La Organización Meteorológica Mundial (OMM) informó que el fenómeno de El Niño podría alcanzar una intensidad récord desde que comenzaron los registros hace cuatro décadas, con efectos que se extenderían hasta 2027.
La Organización Meteorológica Mundial (OMM), agencia climática de las Naciones Unidas, advirtió este jueves que el fenómeno de El Niño podría ser el más intenso desde que se iniciaron los registros hace cuatro décadas. El secretario general de la ONU, Antonio Guterres, señaló que el mundo se encuentra en la “zona de peligro de fenómenos meteorológicos extremos”.
Según la OMM, se prevé que El Niño alcance una intensidad “muy elevada” en los próximos meses y que persista hasta febrero. El fenómeno calienta las temperaturas superficiales en el centro y el este del océano Pacífico ecuatorial, lo que provoca cambios en los vientos, la presión atmosférica y los patrones de precipitaciones a escala mundial.
La directora de la OMM, Celeste Saulo, declaró a la prensa en Ginebra: “Si esta trayectoria continúa, podría ser más intenso que cualquier otro registrado desde que comenzamos nuestro seguimiento, es decir, que literalmente superaría las escalas que hemos utilizado durante las últimas cuatro décadas”.
El Niño alcanzaría su punto álgido hacia finales de este año, aunque sus repercusiones en el clima se prolongarían hasta bien entrado el año 2027. Saulo añadió que el potente fenómeno de El Niño de 2023-24 contribuyó a que 2024 fuera el año más cálido jamás registrado y que “no debería sorprendernos que se supere este récord”.

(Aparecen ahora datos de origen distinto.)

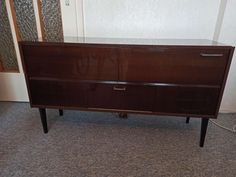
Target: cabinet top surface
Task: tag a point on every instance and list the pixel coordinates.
(132, 41)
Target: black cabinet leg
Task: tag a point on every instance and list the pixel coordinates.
(60, 112)
(204, 125)
(187, 120)
(43, 116)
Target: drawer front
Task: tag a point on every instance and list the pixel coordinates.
(187, 100)
(121, 96)
(58, 93)
(74, 62)
(179, 65)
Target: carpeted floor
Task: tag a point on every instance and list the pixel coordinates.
(100, 144)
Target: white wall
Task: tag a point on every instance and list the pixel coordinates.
(151, 18)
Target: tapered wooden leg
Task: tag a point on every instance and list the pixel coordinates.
(187, 120)
(43, 116)
(204, 126)
(60, 112)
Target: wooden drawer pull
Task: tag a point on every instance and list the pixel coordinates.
(119, 88)
(212, 55)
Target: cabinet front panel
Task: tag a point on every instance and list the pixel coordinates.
(103, 96)
(71, 62)
(121, 96)
(178, 65)
(187, 100)
(58, 93)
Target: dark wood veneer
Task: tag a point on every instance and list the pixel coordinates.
(176, 80)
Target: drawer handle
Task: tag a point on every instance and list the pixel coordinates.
(212, 55)
(119, 88)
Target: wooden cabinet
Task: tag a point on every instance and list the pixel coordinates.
(186, 78)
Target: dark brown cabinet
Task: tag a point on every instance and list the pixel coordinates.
(178, 77)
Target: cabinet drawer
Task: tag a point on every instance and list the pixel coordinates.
(187, 100)
(74, 62)
(58, 93)
(121, 96)
(179, 65)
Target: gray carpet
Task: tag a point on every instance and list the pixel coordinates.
(99, 144)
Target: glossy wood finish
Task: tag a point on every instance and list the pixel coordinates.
(146, 77)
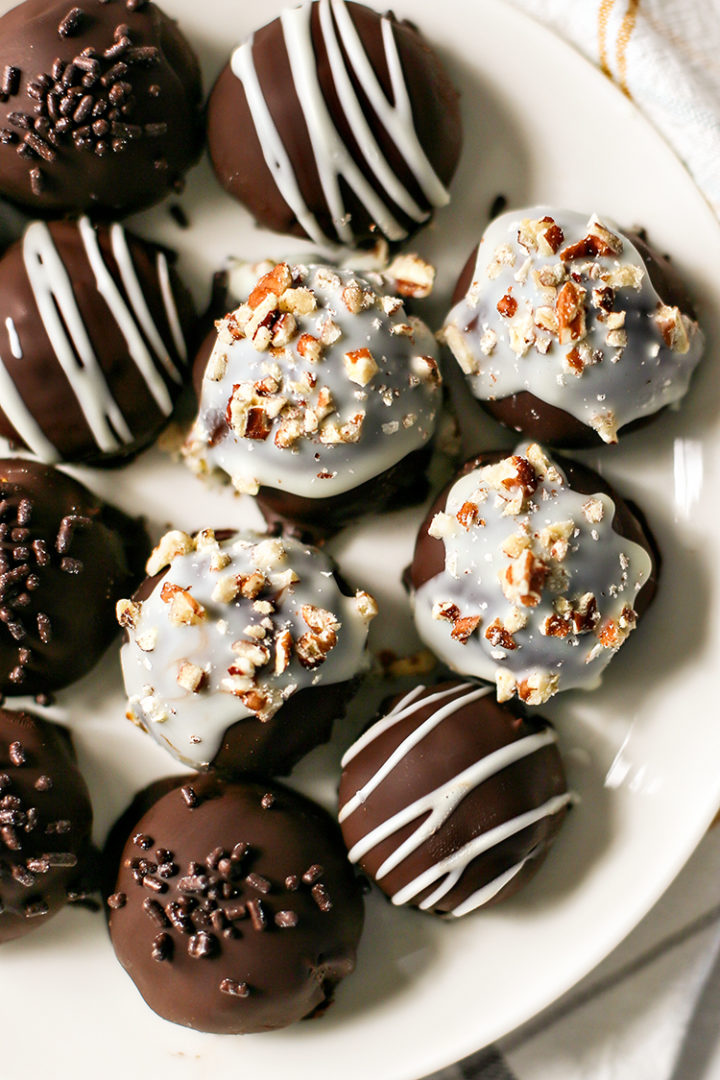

La OMM señaló que “El Niño está firmemente establecido y se intensificará hasta convertirse en un fenómeno muy fuerte en los próximos meses, con importantes repercusiones en los patrones de precipitaciones y temperaturas, así como en los riesgos asociados de inundaciones, sequías y calor extremo”.
El Niño es un fenómeno climático natural y no está causado por el cambio climático. No obstante, los científicos prevén que agravará el calor global derivado de la quema de combustibles fósiles e intensificará los fenómenos meteorológicos extremos.
Guterres afirmó: “El Niño está adquiriendo proporciones gigantescas ante nuestros ojos”. Y agregó: “La ciencia no dejó lugar a dudas: el planeta se encuentra en aguas desconocidas, y esas aguas se están calentando. Las temperaturas de la superficie del mar están aumentando, las temperaturas siguen subiendo y el mundo se encuentra en la zona de peligro de los fenómenos meteorológicos extremos”. También sostuvo: “Ahora la carrera se libra entre los riesgos crecientes y nuestro compromiso de adoptar medidas climáticas y proteger a las personas. Debemos ganar esa carrera”.
Saulo afirmó que “este fenómeno de El Niño excepcional… tiene el potencial de asestar un golpe devastador a las comunidades y las economías de todo el mundo”. Explicó que “ya estamos siendo testigos de los trastornos y la devastación causados por las sequías y las inundaciones, y prevemos que estos efectos se agraven a medida que El Niño se intensifique”. Alertó a las autoridades encargadas de la gestión de desastres y a los sectores sensibles al clima, como la agricultura, la salud, la energía y el agua, y sostuvo que “no hay tiempo que perder” en la preparación.
El Niño suele producirse cada dos a siete años y dura entre nueve y doce meses. Las condiciones oscilan entre El Niño y su opuesto, La Niña, con condiciones neutras entre ambos. La OMM clasifica los fenómenos como débiles, moderados, fuertes o muy fuertes, y prevé que este alcance el nivel más alto.
La agencia afirmó que existe una “probabilidad excepcionalmente alta, cercana al 100%” de que El Niño se mantenga hasta febrero. Para el periodo de septiembre a noviembre, las previsiones indican una mayor probabilidad de temperaturas superiores a lo normal “en casi todas las zonas terrestres”, junto con patrones de precipitaciones que muestran una “respuesta atmosférica pronunciada y clásica al fuerte fenómeno de El Niño en el Pacífico”.
El índice que mide las anomalías de la temperatura de la superficie del mar en el Pacífico ecuatorial centro-oriental se intensificó desde una media de 1,5 °C por encima de lo normal entre mayo y julio. Los valores semanales entre finales de julio y mediados de agosto oscilaron entre 2,2 °C y 2,6 °C por encima de la media. En algunas zonas, las temperaturas oceánicas subsuperficiales superaron en más de 8 °C la media durante julio y principios de agosto.